For The Hollywood Reporter‘s David Rooney, the fifth film in the franchise was “closer in spirit and time frame” to the first two Mad Max films, where “world has devolved into barbarism, with marauding gangs spreading terror across the land, but there are still people who remember a time before lawlessness”.
However, he also noted in his review that Miller had taken “a big step down from Fury Road“.
“Whereas the 2015 instant action classic had grit, gravitas, and turbo-charged propulsion that wouldn’t quit, this fifth installment in the dystopian saga grinds on in fits and starts, with little tension or fluidity in a narrative whose shapelessness is heightened by its pretentious chapter structure,” he wrote.
Writing for IndieWire, David Ehrlich was more philosophical about the relationship of Furiosa with its predecessor, noting Furiosa “retroactively makes Fury Road feel like a coda for the epic tale Miller tells”.

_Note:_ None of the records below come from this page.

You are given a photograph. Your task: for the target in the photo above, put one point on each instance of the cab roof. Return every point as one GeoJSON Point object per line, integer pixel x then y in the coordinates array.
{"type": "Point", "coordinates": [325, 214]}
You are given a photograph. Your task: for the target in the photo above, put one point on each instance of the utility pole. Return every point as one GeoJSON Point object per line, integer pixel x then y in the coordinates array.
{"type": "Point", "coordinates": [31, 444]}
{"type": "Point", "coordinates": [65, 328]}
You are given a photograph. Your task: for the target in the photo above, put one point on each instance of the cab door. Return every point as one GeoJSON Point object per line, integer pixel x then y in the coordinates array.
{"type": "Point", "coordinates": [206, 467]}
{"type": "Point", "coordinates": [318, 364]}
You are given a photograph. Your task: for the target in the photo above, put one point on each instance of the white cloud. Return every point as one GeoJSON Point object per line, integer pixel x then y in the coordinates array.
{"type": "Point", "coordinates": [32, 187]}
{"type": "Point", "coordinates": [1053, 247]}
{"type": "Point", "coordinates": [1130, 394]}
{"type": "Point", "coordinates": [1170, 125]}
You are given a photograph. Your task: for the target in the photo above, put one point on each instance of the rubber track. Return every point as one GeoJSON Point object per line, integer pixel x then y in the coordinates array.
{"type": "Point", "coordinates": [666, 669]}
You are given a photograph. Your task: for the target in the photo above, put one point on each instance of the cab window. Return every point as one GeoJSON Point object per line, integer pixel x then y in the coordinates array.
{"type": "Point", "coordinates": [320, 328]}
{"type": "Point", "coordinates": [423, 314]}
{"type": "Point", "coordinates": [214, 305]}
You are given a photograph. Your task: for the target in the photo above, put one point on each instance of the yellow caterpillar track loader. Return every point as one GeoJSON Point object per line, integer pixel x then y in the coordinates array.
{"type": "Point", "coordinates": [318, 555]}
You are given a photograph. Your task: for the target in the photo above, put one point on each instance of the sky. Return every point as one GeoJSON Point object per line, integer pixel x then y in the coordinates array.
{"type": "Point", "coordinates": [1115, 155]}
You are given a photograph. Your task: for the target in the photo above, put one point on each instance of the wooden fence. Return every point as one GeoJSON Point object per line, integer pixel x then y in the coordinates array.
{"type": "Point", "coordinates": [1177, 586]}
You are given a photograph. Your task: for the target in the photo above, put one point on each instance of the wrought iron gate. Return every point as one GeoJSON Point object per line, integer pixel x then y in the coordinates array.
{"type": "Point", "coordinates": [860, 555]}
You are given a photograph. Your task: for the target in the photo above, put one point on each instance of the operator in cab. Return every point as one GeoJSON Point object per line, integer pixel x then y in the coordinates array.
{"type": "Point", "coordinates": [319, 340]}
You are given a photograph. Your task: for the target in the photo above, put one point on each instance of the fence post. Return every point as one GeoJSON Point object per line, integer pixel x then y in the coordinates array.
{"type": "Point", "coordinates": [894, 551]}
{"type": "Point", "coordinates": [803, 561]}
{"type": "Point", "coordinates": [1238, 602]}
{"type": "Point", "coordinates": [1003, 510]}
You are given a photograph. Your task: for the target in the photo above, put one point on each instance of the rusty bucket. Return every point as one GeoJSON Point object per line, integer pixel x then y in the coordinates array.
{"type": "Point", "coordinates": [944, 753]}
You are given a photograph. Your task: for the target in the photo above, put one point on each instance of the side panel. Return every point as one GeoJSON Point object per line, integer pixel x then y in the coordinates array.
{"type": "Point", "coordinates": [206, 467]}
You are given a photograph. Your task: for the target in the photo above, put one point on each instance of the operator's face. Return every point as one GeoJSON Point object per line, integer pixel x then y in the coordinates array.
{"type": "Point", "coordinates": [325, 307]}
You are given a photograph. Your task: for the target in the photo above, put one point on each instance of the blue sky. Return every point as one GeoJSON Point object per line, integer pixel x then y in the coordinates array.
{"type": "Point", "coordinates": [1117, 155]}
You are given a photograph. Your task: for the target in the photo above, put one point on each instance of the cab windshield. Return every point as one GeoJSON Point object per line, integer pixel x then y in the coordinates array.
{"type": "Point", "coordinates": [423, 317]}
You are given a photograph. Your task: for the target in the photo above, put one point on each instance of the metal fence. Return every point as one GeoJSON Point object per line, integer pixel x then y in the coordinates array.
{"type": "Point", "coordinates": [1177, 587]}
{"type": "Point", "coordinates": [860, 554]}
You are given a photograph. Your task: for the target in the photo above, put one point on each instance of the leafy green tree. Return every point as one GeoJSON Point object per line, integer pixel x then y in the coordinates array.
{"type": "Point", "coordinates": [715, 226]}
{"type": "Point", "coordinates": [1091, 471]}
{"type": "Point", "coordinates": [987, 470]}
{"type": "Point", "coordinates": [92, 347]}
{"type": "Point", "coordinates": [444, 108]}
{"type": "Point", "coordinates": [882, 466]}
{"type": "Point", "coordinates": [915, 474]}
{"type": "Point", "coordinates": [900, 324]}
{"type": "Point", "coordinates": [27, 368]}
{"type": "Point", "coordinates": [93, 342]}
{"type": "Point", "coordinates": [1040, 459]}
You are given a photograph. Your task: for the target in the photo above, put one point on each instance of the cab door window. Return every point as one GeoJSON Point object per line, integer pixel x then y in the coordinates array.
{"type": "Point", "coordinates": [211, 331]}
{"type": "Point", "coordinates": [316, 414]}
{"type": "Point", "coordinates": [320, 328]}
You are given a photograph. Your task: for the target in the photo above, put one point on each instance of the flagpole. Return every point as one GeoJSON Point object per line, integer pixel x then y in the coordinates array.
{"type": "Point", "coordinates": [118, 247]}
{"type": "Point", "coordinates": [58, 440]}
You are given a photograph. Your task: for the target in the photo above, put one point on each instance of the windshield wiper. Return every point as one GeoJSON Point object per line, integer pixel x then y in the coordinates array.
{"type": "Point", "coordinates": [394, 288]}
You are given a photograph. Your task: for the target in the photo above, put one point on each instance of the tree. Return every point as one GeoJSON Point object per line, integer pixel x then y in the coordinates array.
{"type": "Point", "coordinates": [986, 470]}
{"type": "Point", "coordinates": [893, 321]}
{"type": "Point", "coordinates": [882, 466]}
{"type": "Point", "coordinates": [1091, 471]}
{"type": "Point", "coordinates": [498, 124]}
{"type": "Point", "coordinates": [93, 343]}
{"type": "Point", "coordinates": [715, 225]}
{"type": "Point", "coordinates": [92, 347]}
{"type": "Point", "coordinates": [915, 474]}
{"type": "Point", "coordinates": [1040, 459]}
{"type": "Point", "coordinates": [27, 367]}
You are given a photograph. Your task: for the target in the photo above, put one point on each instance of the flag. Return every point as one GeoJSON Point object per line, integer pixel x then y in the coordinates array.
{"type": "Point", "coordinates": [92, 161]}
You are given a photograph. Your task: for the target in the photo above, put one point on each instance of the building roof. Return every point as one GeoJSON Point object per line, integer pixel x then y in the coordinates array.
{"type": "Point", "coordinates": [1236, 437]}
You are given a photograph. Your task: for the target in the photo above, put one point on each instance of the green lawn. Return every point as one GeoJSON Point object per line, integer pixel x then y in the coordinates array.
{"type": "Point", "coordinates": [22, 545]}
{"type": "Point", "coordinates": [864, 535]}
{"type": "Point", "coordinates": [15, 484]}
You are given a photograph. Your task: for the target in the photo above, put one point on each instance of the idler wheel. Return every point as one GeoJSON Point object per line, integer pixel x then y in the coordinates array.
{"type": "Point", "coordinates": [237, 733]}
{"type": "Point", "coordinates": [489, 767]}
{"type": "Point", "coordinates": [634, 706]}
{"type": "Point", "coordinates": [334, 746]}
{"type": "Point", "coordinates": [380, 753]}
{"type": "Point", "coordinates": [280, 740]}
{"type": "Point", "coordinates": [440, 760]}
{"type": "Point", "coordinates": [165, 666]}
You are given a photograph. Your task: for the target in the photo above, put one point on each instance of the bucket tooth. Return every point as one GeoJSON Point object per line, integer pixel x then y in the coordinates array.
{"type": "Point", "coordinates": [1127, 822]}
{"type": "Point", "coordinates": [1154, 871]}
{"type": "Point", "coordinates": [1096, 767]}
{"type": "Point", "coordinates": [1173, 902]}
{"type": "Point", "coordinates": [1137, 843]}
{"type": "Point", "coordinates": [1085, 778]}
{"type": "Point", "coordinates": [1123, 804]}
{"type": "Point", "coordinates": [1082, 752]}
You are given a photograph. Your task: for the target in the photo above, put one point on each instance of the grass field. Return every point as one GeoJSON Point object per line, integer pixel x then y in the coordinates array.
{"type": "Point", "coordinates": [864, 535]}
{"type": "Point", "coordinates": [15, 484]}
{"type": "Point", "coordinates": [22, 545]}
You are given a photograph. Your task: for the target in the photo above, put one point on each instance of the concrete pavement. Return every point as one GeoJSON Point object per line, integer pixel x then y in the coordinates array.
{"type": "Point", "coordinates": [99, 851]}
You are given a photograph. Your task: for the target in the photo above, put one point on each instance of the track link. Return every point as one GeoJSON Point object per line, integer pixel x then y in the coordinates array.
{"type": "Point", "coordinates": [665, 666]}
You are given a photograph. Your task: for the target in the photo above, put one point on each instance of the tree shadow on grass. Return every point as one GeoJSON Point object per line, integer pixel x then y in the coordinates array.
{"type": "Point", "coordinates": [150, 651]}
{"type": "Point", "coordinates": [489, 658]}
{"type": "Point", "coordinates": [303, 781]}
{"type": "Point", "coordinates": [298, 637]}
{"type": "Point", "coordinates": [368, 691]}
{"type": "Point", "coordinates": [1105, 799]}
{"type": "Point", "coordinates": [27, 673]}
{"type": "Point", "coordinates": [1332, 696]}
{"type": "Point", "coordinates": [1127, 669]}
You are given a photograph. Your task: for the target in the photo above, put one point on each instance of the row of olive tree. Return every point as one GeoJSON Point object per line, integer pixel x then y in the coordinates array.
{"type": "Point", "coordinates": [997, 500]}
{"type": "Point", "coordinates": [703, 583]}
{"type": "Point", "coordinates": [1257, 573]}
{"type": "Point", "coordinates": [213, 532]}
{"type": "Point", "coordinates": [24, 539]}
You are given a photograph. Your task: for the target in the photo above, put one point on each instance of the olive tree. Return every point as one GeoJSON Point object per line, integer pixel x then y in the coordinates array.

“Does Furiosa deliver the kind of system shock that made its predecessor feel like such a violent rebuke to superhero-era Hollywood? Absolutely not — though its two bonafide set pieces both eclipse the most electric moments of Fury Road, while also iterating on them in fantastic new ways (the much-hyped “Stowaway to Nowhere” sequence is an out-of-body experience),” he wrote.
“But Miller’s decision to shift gears ultimately proves to be his prequel’s greatest strength, even for those of us who might wish that it could end with another 30-car pile-up instead of a proverbial fender-bender.”
Furiosa: A Mad Max Saga will land in Australian cinemas on May 23 via Warner Bros. Pictures.